CHICAGO – The Northern Illinois football team will make history when it faces off against rival Toledo on Nov. 9 at U.S. Cellular Field.
The Huskies will play the Rockets next fall in what will be the first game ever played at the ballpark, which is the home of the White Sox. The game is being billed the "Huskie Chi-Town Showdown," the schools announced Wednesday.
Northern Illinois Athletic Director Sean Frazier said he hopes to sell out the around 30,000 available seats for the game, citing that the university has 145,000 alumni in the Chicago area. However, he said he understood that he had to choose between the DeKalb-area fan base and Chicago-area fan base when it comes to this weeknight home game.
"It's what they say, 'Leadership is lonely,' " Frazier said of the decision. "There's no such thing as standing still. Either we're going to get the fan base – and we have to move forward with creative ways of dealing with some of the challenges. Some of the challenges with the midweek games, we have great TV exposure, but we have to get people comfortable to come out and support the Huskies.
"Nobody wants to give away home field – I'm a former coach, I want to put it in front of my fans, " Frazier continued, referring to moving the game away from Huskie Stadium. "But I've got 145,000 reasons that somebody is going to jump on the train to check out this game."
Frazier, who said playing a game somewhere in Chicago became a priority when he took over in 2013, said staging the event required balancing several different entities – including the Mid-American Conference, the White Sox and the Illinois Sports Facilities Authority (ISFA), owner and operator of the field.
Lou Bertuca, the CEO of the ISFA, said during the press conference that he expects the revenue for the entity to be in the "hundreds of thousands." Although Frazier said that the details of the revenue breakdown were unavailable, he expects it to be a financial success for the Huskies.
"Some of those financials are going to come out, but we're going to be (on a) significant economic plus side on this one," Frazier said. "If we get 30,000 people here, it's going to be the greatest thing since sliced bread."
Frazier said season ticket prices would remain the same, but that individual tickets for the game against Toledo will likely be higher than for a normal game.

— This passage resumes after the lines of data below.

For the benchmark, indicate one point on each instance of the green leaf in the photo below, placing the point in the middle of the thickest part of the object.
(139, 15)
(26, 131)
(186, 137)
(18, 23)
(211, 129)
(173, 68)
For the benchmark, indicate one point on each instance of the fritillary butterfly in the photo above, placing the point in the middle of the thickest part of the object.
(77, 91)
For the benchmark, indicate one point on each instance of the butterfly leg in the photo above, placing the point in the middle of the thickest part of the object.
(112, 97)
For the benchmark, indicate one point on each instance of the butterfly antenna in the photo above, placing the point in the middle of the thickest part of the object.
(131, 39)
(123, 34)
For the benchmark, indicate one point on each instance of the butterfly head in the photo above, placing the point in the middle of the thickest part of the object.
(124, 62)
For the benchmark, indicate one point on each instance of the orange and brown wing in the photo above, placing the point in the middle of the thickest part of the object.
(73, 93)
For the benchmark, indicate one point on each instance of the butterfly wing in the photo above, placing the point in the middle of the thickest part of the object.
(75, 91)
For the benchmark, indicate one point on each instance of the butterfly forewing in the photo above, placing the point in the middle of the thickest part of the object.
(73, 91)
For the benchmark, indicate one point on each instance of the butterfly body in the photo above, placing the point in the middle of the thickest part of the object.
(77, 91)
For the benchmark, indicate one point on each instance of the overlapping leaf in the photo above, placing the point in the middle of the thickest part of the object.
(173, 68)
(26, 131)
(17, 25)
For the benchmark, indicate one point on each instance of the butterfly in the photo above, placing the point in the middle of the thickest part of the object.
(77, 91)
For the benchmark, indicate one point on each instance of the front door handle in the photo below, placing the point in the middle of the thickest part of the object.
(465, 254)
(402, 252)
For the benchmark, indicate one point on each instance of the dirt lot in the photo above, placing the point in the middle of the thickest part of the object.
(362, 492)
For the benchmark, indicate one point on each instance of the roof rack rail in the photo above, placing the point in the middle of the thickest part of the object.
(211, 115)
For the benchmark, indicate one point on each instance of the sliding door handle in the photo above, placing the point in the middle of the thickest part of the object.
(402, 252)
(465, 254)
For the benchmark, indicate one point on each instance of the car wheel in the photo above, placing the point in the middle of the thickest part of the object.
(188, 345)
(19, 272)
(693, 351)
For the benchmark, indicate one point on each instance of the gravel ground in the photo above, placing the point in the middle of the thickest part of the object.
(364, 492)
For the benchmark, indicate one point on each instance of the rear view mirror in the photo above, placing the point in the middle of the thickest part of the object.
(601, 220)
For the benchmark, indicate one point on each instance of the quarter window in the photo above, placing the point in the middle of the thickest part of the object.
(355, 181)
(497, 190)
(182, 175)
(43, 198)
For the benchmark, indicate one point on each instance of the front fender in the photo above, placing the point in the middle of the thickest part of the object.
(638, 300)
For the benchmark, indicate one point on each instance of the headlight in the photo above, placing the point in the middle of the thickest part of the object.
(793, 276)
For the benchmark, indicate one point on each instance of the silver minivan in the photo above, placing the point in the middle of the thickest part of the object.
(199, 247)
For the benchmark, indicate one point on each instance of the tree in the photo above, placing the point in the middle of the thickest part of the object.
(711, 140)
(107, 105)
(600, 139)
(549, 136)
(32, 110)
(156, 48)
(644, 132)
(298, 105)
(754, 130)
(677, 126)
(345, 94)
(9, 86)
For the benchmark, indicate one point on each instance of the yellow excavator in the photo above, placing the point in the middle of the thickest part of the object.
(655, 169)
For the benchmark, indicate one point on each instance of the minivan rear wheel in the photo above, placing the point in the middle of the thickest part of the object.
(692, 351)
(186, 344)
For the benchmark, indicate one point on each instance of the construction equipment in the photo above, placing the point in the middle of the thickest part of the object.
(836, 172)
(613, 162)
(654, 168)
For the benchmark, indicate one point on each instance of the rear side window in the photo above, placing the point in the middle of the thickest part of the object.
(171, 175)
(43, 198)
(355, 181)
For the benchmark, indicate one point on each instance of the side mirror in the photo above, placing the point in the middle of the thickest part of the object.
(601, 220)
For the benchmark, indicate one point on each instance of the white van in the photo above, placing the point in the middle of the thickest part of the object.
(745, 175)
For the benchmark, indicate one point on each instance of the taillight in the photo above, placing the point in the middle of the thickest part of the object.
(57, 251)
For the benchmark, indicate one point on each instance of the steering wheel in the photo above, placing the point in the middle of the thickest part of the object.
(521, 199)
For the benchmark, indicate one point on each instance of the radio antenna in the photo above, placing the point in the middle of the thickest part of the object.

Despite the rivalry with the Rockets, the last three home games at Huskie Stadium against Toledo have shown a declining attendance.
Recent matchups with Toledo at Huskie Stadium drew 18,472 in 2010, 17,813 in 2012 and 8,432 in 2014 – although the cold, windy weather in 2014 likely was a factor.
"I need the games down the stretch in November, the ones that will determine if we go to an access bowl or a MAC Championship, that we have attendance," Frazier said.
The Huskies have played at Soldier Field three times since 2007, playing Iowa in 2007 (16-3 loss) and 2012 (18-17 loss) and Wisconsin in 2011 (49-7 loss). The Northern Illinois football team isn't the first Huskie squad to play at U.S. Cellular Field. The baseball team lost 5-4 to Notre Dame in April 2008.
According to the release, the field will be laid out with end zones being along the third base line and near the right field wall.
"It's going to be a full-dimension field – there might be some short corners, I have not looked at the final diagrams," Northern Illinois coach Rod Carey said. "I've looked at the preliminary ones on how it's going to be. For 99 percent of it, it's going to be normal operation."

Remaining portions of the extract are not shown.